Achilles heel in a protein that shields tumour cells from cell death have been identified by scientists.
They believe that this weakness can be exploited to target and kill the very tumour cells that the protein usually protects.
Akt is a signalling protein, called a kinase, that is hyperactive in the majority of human cancers.
"Akt is perhaps the most frequently activated oncoprotein (cancer-promoting protein) in human cancer," said Nissim Hay, professor of biochemistry and molecular genetics at the UIC College of Medicine.
"One of Akt's major functions in tumour cells is promoting cell survival.

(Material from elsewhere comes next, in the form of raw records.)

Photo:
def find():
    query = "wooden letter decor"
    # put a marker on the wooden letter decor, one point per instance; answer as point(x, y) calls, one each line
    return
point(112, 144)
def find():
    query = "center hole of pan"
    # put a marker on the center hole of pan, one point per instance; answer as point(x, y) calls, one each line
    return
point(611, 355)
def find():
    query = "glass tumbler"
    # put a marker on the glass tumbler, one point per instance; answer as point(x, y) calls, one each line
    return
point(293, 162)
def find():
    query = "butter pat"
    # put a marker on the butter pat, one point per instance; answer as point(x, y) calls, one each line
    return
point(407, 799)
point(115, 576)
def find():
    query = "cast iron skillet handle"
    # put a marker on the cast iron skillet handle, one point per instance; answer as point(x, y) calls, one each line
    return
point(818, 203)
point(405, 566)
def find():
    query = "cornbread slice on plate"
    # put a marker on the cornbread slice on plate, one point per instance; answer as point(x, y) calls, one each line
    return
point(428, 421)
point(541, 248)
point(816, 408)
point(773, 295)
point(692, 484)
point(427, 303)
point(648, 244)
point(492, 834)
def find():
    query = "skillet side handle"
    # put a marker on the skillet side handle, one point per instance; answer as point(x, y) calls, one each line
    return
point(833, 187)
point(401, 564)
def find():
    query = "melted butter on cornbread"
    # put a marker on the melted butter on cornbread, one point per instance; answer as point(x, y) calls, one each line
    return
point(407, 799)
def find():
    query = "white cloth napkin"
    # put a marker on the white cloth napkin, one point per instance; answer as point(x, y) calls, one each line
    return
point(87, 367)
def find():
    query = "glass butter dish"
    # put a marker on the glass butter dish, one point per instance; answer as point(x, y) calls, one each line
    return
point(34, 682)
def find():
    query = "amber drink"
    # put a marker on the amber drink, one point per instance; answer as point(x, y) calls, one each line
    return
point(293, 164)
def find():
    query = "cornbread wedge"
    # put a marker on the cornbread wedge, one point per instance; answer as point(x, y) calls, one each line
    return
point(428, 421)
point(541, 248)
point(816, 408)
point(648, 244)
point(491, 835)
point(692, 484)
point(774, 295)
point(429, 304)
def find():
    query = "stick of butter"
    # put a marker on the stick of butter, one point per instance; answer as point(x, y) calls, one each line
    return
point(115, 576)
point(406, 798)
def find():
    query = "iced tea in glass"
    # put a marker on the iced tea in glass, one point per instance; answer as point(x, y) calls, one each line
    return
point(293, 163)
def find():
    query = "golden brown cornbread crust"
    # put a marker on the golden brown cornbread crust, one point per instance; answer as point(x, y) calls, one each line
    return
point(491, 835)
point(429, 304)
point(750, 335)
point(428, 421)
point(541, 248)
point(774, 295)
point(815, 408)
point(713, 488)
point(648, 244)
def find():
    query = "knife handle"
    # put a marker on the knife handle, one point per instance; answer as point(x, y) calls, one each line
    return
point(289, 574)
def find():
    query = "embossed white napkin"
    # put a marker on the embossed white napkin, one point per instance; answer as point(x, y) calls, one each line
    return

"Tumor cells with hyperactive Akt are not only resistant to the external stresses that can induce cell death but also to chemotherapy," Hay added.
During the study, the researchers were able to exploit Akt hyperactivity against the tumour cell.
"We found that cells with hyperactive Akt have increased intracellular levels of reactive oxygen species (ROS) and at the same time impaired ability to scavenge ROS," Hay said.
"These ROS are highly reactive byproducts of metabolism that can damage the cell. Cells usually respond to high levels of ROS by undergoing cell suicide, or apoptosis.
"And, to our surprise, we found that although Akt can protect cancer cells from many of the external signals that would ordinarily induce cell death, including many chemotherapy drugs, it cannot protect from ROS inducers," said Hay.
The researchers found that when the cancer cells were treated with chemicals that raised ROS levels, the cells died.
The new study "provides a proof of the principle that Akt's Achilles heel - a consequence of its role in metabolism - can be exploited in at least these two ways to selectively target and kill cancer cells," Hay said.
The new study is published in journal Cancer Cell.